Methods: At this level 3 neonatal intensive care unit, a critical incident reporting system has been developed in which all reported critical incidents are analyzed at monthly multidisciplinary meetings. They are then entered on a database. Incidents are categorised into classes A–E (A, death/risk of death through to E, incident no injury or inconvenience). This database of 2 years (1 January 2005 to 31 December 2006) was analyzed to determine the causes and patterns in critical incidents.
Results: There were 256 discrete incidents reported during this period.
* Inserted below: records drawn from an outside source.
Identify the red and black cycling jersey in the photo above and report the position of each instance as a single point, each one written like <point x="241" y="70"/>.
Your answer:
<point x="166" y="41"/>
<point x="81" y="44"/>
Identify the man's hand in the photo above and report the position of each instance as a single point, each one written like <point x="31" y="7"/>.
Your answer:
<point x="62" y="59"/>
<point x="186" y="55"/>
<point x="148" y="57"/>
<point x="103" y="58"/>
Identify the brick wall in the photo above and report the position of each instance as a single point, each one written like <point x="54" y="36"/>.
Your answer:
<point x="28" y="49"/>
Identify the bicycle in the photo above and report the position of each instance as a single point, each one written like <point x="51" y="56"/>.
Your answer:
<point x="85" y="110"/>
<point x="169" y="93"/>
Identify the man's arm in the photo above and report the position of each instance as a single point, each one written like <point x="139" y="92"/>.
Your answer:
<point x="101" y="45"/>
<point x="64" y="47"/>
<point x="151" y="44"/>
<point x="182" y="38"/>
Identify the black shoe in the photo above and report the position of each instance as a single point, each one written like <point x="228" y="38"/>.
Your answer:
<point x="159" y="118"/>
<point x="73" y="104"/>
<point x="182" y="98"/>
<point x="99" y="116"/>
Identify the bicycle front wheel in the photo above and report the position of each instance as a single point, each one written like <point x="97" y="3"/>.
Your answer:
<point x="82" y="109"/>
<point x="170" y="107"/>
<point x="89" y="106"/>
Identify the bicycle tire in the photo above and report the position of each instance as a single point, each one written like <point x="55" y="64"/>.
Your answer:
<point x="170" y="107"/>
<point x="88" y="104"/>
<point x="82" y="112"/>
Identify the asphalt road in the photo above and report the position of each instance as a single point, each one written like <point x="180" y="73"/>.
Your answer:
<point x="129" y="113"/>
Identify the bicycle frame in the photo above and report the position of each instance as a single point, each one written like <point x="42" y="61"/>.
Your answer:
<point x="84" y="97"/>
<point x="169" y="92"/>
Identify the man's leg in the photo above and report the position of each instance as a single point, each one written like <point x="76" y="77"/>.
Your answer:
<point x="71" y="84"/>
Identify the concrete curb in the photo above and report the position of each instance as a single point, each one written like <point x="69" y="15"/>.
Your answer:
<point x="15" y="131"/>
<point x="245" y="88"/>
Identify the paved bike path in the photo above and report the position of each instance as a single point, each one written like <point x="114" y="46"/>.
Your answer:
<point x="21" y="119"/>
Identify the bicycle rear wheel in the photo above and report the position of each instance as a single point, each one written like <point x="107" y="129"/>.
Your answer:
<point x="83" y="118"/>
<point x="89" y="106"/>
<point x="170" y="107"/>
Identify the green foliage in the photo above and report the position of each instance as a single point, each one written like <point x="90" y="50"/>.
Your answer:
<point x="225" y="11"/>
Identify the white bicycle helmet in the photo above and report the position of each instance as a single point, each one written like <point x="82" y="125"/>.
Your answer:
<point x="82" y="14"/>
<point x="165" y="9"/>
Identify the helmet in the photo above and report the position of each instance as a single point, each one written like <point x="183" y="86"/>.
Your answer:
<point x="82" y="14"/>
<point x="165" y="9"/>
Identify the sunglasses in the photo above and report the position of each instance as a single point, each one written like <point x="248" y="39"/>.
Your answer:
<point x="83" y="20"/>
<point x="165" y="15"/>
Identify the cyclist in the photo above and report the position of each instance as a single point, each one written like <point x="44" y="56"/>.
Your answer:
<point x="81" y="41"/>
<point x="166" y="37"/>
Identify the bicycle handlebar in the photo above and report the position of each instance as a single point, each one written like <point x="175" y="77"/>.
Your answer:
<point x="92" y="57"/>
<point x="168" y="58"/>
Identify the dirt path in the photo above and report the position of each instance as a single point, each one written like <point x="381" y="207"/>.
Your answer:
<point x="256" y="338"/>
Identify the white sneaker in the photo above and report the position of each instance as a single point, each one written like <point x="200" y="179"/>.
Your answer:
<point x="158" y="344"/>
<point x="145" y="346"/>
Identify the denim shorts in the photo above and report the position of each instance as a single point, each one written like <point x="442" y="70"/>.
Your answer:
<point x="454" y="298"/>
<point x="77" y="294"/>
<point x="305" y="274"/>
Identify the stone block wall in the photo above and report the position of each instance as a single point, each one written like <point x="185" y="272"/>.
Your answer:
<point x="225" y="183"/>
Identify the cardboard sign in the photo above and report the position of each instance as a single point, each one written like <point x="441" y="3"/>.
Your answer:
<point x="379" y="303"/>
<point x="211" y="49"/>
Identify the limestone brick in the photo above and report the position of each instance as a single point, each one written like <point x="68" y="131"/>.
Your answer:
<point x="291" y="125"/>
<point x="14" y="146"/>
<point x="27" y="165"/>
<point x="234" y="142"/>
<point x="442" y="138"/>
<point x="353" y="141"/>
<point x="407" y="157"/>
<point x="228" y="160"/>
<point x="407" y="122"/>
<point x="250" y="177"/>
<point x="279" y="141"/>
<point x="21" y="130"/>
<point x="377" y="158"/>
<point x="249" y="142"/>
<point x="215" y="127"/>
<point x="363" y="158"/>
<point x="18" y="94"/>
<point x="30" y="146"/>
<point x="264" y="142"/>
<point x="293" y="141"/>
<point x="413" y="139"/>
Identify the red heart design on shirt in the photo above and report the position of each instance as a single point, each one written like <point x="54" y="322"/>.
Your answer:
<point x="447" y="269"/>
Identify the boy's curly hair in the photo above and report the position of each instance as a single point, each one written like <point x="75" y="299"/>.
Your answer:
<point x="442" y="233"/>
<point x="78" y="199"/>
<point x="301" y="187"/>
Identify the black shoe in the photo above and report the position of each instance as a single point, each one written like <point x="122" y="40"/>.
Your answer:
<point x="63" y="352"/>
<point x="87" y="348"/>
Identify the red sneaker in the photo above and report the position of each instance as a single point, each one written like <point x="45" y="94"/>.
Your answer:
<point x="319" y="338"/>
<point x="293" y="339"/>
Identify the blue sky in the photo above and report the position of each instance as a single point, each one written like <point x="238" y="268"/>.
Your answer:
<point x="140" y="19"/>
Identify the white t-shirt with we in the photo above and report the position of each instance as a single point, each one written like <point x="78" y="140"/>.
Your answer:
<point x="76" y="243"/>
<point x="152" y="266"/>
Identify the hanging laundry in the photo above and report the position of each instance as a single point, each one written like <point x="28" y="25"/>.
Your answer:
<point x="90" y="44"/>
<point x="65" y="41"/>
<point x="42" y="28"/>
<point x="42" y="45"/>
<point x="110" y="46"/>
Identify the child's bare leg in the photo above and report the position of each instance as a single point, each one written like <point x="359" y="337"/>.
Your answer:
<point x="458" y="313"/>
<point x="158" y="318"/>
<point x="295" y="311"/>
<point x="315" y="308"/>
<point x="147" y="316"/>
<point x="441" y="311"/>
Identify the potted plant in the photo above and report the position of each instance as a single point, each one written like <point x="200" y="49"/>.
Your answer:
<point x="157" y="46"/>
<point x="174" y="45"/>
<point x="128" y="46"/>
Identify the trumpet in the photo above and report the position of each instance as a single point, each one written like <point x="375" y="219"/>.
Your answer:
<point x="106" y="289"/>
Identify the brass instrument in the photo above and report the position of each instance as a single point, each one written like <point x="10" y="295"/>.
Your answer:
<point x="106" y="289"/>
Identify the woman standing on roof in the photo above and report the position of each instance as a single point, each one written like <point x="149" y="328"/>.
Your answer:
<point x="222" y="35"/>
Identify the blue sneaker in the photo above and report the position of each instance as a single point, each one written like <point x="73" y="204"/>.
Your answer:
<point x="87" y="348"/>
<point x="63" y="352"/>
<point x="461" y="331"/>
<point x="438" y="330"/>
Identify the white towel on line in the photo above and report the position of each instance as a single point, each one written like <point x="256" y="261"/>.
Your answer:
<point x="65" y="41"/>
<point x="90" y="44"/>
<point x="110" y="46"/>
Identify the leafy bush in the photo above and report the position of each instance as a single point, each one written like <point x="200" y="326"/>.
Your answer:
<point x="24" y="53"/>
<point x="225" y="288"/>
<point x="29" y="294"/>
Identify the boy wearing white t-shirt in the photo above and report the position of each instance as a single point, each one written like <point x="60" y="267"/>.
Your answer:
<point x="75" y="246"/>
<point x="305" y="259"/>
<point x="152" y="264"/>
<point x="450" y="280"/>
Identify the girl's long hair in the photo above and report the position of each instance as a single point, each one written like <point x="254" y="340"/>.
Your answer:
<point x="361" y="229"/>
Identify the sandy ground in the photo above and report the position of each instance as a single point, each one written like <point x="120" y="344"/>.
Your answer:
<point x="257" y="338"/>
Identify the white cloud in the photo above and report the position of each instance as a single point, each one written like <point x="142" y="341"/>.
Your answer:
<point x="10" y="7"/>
Class A incidents accounted for 0.78%, class B 71.5%, class C 8.6%, class D 5.5% and class E 13.7%. 73.4% of incidents were reported by nurses and the rest by doctors. “Clinical” incidents accounted for 86.3% of all incidents, “non-clinical” for 12.1% and “organisational” for 1.5%. “Drug errors” accounted for 47.5% of “clinical” incidents and all were class B category. These included incorrect administration (34.3%), prescription errors (25.7%), missed doses (20.9%) among others. Root cause analysis showed that “accident” (8.6%), “non-adherence to protocol” (8.2%), “communication breakdown” (6.6%) were the commonest reasons for the incidents.
Conclusions: In our experience, the critical incident reporting system has been very effective in understanding the reasons for incidents and subsequent handling of such events. In the future it is hoped that the system will be instrumental in reducing them.